Reynolds v Times Newspapers Ltd [2001] 2 AC 127
Publication of defamatory political information not subject to general qualified privilege
Facts
The plaintiff was a former Taoiseach (Prime Minister) of Ireland. He began proceedings against a British newspaper publisher in relation to an article which alleged that he had dishonestly mislead parliamentary and cabinet colleagues whilst in office. The defendants pleaded the defence of qualified privilege at common law. The plaintiff was successful at trial.
Issue
The Court of Appeal held that the publication was not covered by qualified privilege. In the House of Lords, the defendants argued that the common law should recognise a generic qualified privilege covering the publication of political matters affecting UK citizens, except those proven to have been motivated by malice.
Held
The House of Lords declined to recognise such a category of general qualified privilege for political information as such a privilege would fail to provide adequate protection for reputation. It was not inappropriate to distinguish political information from other matters of serious public concern. The established common law approach to misstatement of fact remains sound. Under the existing common law rules, qualified privilege may apply to political information where there had been a duty to publish the material to the intended recipience and they had an interest in receiving it. The flexibility of the existing common law allows courts to consider individual cases and give appropriate weight to competing factors including the importance of freedom of expression by the media as a “watchdog” on matters of public interest.

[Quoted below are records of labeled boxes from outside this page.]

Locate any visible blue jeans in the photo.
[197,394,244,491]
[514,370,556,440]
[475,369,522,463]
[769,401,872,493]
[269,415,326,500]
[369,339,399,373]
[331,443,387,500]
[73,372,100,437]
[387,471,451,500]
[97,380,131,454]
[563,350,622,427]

Nevertheless, where the information is in the political domain, the court should be slow to conclude that publication is not in the public interest.
270 words
Updated 20 March 2026
This case summary accurately reflects the decision in Reynolds v Times Newspapers Ltd [2001] 2 AC 127. However, readers should be aware of a highly significant subsequent development: the qualified privilege defence established and refined by Reynolds (commonly called “Reynolds privilege” or the “responsible journalism” test) has been replaced by statute. The Defamation Act 2013, s.4 abolished the Reynolds common law defence and replaced it with a new statutory defence of “publication on a matter of public interest.” The 2013 Act applies to publications from 1 January 2014 onwards. The statutory defence requires the defendant to show that the statement complained of was, or formed part of, a statement on a matter of public interest, and that the defendant reasonably believed that publishing it was in the public interest. While the 2013 Act codifies and to some extent simplifies the Reynolds approach, it is not identical to it, and courts have confirmed that the old Reynolds factors are no longer directly applicable as a checklist (see Serafin v Malkiewicz [2020] UKSC 23 and Economou v de Freitas [2018] EWCA Civ 2591). Reynolds therefore retains historical and doctrinal importance, and the article’s account of the decision itself remains accurate, but students must treat the Reynolds defence as superseded for practical purposes and study s.4 of the Defamation Act 2013 as the current law.